Kalau topeng tua, saya menjiwainya sedikit sulit karena umur saya masih muda,” kata mahasiswa ISI Denpasar ini.
Selain masalah umur, lanjut Adi, ia juga harus mengendalikan setiap gerakan agar bisa merefleksikan seorang lelaki tua. Sebagai contoh, dengan berjalan agak pelan dan ada semacam tekanan pada gerakan tertentu. Namun, memperhatikan gerak-gerik orang tua saja tidak cukup. Sebab, tari topeng tua juga memiliki pakem yang harus dipatuhi. Antaralain pedum karang, agem kanan dan agem kiri.
“Bisa saja kita memperhatikan gerakan orang tua begitu, tapi tetap pakai pakem kita menari. Kesulitannya seperti itu, kita harus menjiwai,” jelasnya.

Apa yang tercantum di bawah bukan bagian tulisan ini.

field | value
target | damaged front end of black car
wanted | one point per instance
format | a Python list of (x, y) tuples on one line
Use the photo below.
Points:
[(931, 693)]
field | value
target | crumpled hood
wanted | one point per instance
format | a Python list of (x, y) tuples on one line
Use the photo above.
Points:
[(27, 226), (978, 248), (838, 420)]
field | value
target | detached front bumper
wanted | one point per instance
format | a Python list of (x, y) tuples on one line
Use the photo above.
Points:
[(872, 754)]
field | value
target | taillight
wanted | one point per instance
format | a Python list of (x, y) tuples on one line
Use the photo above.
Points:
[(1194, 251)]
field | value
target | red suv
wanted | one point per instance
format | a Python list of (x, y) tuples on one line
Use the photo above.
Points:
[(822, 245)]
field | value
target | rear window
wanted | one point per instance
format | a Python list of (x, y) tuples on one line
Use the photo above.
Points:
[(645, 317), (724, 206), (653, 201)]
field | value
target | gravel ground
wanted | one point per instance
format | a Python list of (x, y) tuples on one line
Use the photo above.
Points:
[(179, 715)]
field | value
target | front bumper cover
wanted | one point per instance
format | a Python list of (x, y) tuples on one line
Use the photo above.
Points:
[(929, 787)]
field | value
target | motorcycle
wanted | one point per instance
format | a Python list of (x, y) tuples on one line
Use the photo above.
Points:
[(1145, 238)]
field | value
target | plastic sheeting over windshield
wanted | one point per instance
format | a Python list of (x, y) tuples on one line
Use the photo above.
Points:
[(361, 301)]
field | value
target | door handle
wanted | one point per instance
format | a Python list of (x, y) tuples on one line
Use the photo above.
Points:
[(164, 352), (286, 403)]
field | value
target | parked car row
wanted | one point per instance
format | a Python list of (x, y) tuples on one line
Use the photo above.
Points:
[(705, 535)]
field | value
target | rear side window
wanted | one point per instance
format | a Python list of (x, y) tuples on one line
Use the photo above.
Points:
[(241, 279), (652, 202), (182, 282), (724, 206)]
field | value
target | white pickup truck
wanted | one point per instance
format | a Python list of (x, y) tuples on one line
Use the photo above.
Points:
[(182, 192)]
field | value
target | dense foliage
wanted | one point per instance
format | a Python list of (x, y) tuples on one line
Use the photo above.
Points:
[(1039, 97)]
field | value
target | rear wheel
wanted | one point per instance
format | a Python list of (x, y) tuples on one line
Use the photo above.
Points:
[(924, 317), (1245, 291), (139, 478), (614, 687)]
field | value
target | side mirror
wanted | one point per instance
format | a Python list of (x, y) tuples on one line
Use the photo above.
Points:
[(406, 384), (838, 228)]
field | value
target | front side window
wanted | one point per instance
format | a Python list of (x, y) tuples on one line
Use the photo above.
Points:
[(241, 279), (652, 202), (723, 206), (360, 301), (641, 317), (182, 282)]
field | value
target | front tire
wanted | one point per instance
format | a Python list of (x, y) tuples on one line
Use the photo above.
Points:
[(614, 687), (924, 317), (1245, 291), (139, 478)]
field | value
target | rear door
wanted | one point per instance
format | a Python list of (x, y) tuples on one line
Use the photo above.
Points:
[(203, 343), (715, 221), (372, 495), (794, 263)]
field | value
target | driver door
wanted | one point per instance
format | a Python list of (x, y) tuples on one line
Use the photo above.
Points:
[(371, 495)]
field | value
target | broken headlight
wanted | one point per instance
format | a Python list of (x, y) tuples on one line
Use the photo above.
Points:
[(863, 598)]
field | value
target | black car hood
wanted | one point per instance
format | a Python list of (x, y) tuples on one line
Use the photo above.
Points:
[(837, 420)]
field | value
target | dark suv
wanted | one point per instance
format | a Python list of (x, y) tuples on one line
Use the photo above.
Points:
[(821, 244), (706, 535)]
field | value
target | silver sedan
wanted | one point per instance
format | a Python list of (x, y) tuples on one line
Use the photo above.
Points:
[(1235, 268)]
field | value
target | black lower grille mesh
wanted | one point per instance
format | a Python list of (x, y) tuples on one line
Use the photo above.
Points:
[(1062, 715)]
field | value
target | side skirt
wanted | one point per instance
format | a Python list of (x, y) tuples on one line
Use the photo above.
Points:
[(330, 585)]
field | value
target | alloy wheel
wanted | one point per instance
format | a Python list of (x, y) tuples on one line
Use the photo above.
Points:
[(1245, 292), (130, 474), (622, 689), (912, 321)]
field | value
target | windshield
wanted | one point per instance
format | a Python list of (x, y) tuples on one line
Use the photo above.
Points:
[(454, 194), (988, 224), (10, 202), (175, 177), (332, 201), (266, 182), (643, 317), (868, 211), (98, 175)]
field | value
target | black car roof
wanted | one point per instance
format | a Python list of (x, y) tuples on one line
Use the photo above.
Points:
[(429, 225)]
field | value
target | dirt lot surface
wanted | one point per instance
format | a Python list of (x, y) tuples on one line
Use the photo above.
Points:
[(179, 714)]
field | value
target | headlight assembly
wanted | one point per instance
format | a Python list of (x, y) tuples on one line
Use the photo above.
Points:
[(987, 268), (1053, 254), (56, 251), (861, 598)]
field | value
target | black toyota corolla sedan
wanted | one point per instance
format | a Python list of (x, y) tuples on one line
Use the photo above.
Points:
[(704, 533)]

Menurut Adi, tari topeng memang lebih banyak dibawakan untuk yadnya di Pura. Alasan inilah yang mendorongnya mau terus menekuni kesenian tradisional itu. “Kalau menurut saya lebih baik kita ke tradisi karena ini budaya kita. Kita harus melestarikannya. Boleh saja nari kontemporer tapi ini jangan dilupakan. Artinya kita perlu belajar ini untuk kedepannya,” tandasnya. (rindra/balipost)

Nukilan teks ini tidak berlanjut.